Outgoing Democratic Republic of Congo President Joseph Kabila cast his ballot in Kinshasa on Sunday in the presidential election that will see him step down after nearly 20 years in power since his father’s assassination in 2001.
Kabila voted at the same school as the candidate he is backing, former interior minister Emmanuel Ramazani Shadary, whom the latest opinion polls showed trailing two opposition candidates.
Reporter asking about concerns over whether election is free and fair, Kabila says elections are ‘free and fair’.
“I don’t have any concerns as I speak to you. My only concern is that we have this very heavy rain and probably voter turnout might be low, but hopefully the skies will clear, and the voters will turn out in numbers.”
“Time will tell.

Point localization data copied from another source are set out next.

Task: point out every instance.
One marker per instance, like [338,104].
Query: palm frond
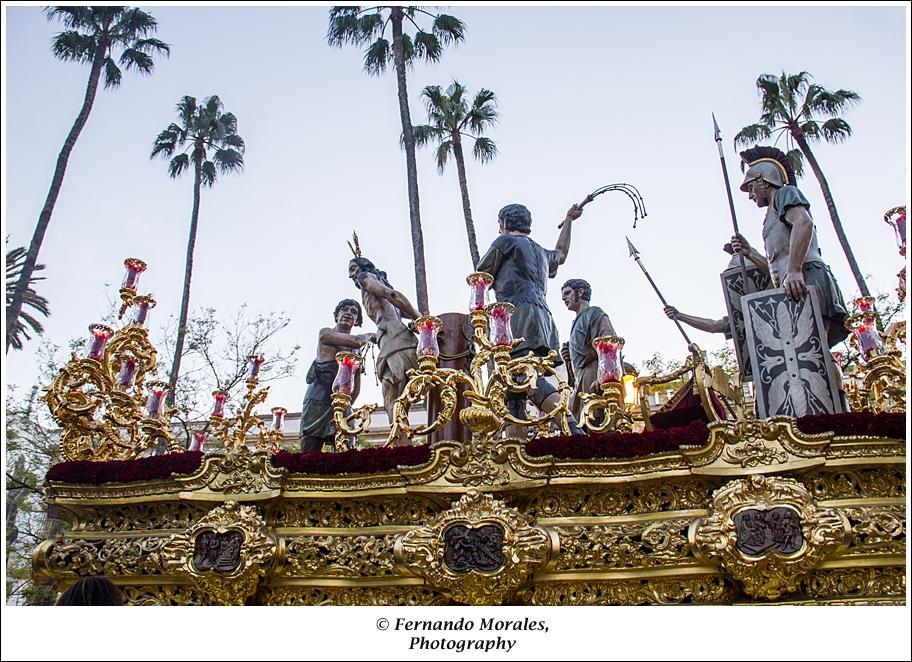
[485,149]
[208,173]
[177,165]
[448,29]
[443,151]
[112,74]
[427,46]
[377,56]
[74,47]
[752,134]
[836,130]
[133,59]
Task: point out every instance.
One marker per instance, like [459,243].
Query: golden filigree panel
[340,556]
[653,497]
[887,482]
[773,568]
[380,511]
[856,583]
[255,554]
[630,592]
[520,547]
[641,545]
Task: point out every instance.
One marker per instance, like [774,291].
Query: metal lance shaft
[635,254]
[731,204]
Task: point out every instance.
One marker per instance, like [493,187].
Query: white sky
[587,95]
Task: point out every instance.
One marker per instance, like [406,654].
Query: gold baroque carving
[856,582]
[664,496]
[339,556]
[380,511]
[525,546]
[643,545]
[887,482]
[770,574]
[257,553]
[631,592]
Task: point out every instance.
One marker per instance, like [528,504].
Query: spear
[731,203]
[635,254]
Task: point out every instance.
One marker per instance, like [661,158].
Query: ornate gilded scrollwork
[225,553]
[480,551]
[99,402]
[768,534]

But it’s clear the elections are free and fair, and will definitely be free and fair.”
Former Interior minister and presidential candidate Ramazani Shadary says, “I have just voted and I am now satisfied because today is the result of the electoral process we started several years ago. What I am asking the Congolese people to do is to like me, to vote and avoid any incident because it is in our best interest that it goes peacefully. I think victory is on my side and that tonight I will be president.”
The most recent poll released by New York University’s Congo Research Group on Friday showed former Exxon Mobil manager and opposition lawmaker Martin Fayulu leading the race on 47 percent, buoyed by discontent with Kabila’s 18-year tenure.
Under Kabila, Congo has seen strong economic growth from surging copper and cobalt output but only meagre improvements to average people’s quality of life.
Another opposition leader, Felix Tshisekedi, trailed in the poll with 24 percent, while Shadary got 19 percent.